置信区间有助于（但不能保证）比统计显著性检验进行更好的推断。

Confidence intervals permit, but do not guarantee, better inference than statistical significance testing.

作者信息

Coulson Melissa, Healey Michelle, Fidler Fiona, Cumming Geoff

机构信息

Statistical Cognition Laboratory, School of Psychological Science, La Trobe University Melbourne, VIC, Australia.

出版信息

Front Psychol. 2010 Jul 2;1:26. doi: 10.3389/fpsyg.2010.00026. eCollection 2010.

A statistically significant result, and a non-significant result may differ little, although significance status may tempt an interpretation of difference. Two studies are reported that compared interpretation of such results presented using null hypothesis significance testing (NHST), or confidence intervals (CIs). Authors of articles published in psychology, behavioral neuroscience, and medical journals were asked, via email, to interpret two fictitious studies that found similar results, one statistically significant, and the other non-significant. Responses from 330 authors varied greatly, but interpretation was generally poor, whether results were presented as CIs or using NHST. However, when interpreting CIs respondents who mentioned NHST were 60% likely to conclude, unjustifiably, the two results conflicted, whereas those who interpreted CIs without reference to NHST were 95% likely to conclude, justifiably, the two results were consistent. Findings were generally similar for all three disciplines. An email survey of academic psychologists confirmed that CIs elicit better interpretations if NHST is not invoked. Improved statistical inference can result from encouragement of meta-analytic thinking and use of CIs but, for full benefit, such highly desirable statistical reform requires also that researchers interpret CIs without recourse to NHST.

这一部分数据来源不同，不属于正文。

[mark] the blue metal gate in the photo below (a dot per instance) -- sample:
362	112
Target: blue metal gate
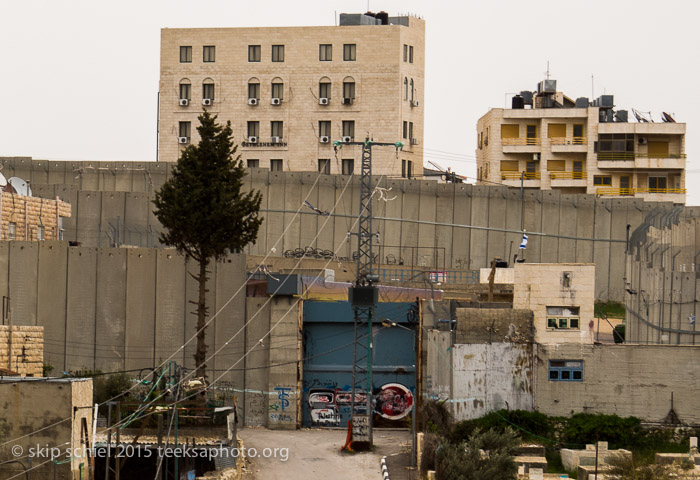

一个具有统计学显著性的结果和一个无显著性的结果可能差异不大，尽管显著性状态可能会引发对差异的解读。本文报告了两项研究，它们比较了使用零假设显著性检验（NHST）或置信区间（CI）呈现的此类结果的解读情况。通过电子邮件，向心理学、行为神经科学和医学期刊上发表文章的作者们提出要求，请他们解读两项虚拟研究，这两项研究得出了相似的结果，一项具有统计学显著性，另一项无显著性。330位作者的回复差异很大，但无论结果是以置信区间还是使用零假设显著性检验呈现，解读通常都很糟糕。然而，在解读置信区间时，提及零假设显著性检验的受访者中有60%可能会不合理地得出这两个结果相互矛盾的结论，而那些在解读置信区间时未提及零假设显著性检验的受访者中有95%可能会合理地得出这两个结果一致的结论。所有三个学科的研究结果总体上相似。对学术心理学家的一项电子邮件调查证实，如果不引入零假设显著性检验，置信区间能引发更好的解读。鼓励进行元分析思维和使用置信区间可以带来更好的统计推断，但要获得充分的益处，这种非常理想的统计改革还要求研究人员在解读置信区间时不依赖零假设显著性检验。